Though it made its last service flight in 2003, the famous Anglo-French Concorde supersonic airliner’s fate was sealed almost as soon as it entered service in 1973. Though over 100 orders were filed with the British Aircraft Corporation/Sud Aviation consortium for the aircraft by major airlines around the world, these orders were all non-binding, and by February 1980 every order was cancelled except for 12 airframes for BOAC and Air France.
There were many reasons for this turn of events. Concorde was so cutting-edge and ambitious that it was comparable to NASA’s Apollo program, but it suffered from cost overruns, fierce environmentalist opposition, and soaring fuel prices after the Arab Oil Embargo. Any one of these was like dropping a cannonball into a lifeboat, but the loss of every order except for two national airlines that were ordered by their governments to buy Concorde was the economic death knell to an aircraft that was expected to wear the livery of every major international airline.
That’s the reason why today’s announcement is so significant. Following on from last year’s purchase agreement by United with Boom and Northrop Grumman teaming with the company to create military variants of the Overture, American Airlines not only promising to buy 20 of the aircraft but putting down earnest money to back it up shows strong confidence that is likely to bolster Boom and the re-emerging commercial supersonic market.

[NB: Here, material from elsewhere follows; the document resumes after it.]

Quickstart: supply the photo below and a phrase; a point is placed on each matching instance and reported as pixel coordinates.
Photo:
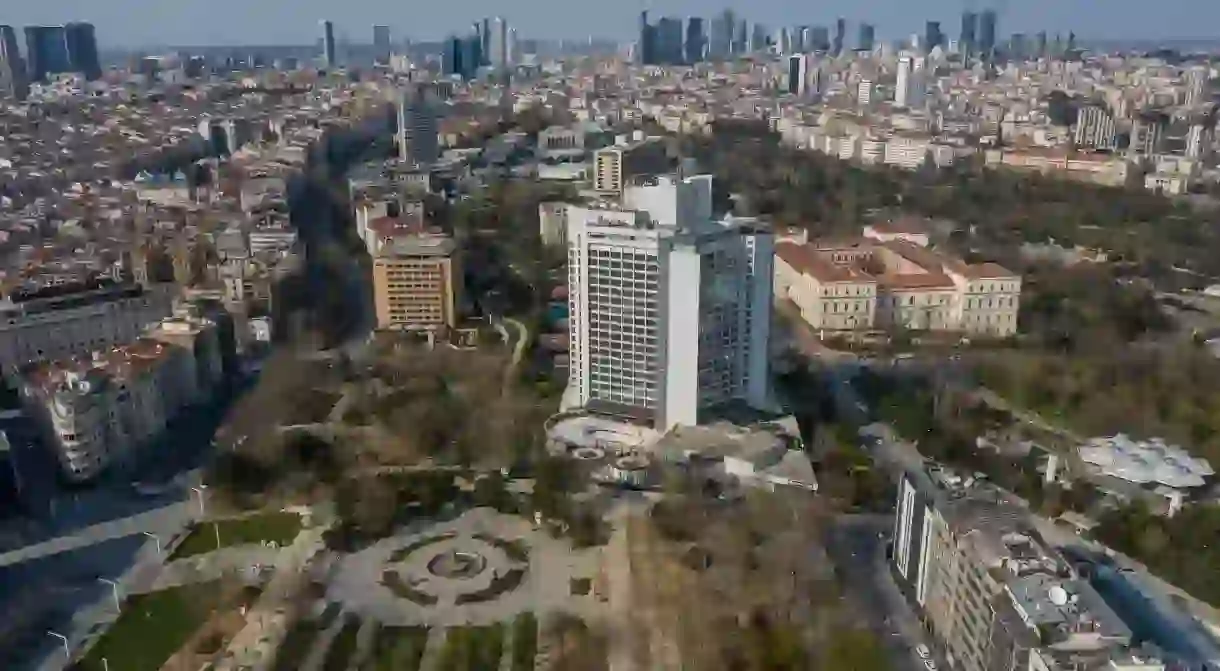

According to Boom, the agreement is subject to its aircraft being able to meet industry-standard operating, performance, and safety requirements. In addition, the company must meet other conditions set by American before accepting delivery.
Scheduled to make its maiden flight in 2026 and enter service by 2029, Overture boasts a new hull and wing designed to reduce the infamous sonic boom to an acceptable thud. It will have a range of 4,250 nm (4,890 miles, 7,870 km) and will be able to carry up to 80 passengers at speeds of Mach 1.7 over water and Mach 0.94 over land, allowing it to fly from Tokyo to Seattle in as little as four and a half hours.
“Looking to the future, supersonic travel will be an important part of our ability to deliver for our customers,” said Derek Kerr, American’s Chief Financial Officer. “We are excited about how Boom will shape the future of travel both for our company and our customers.”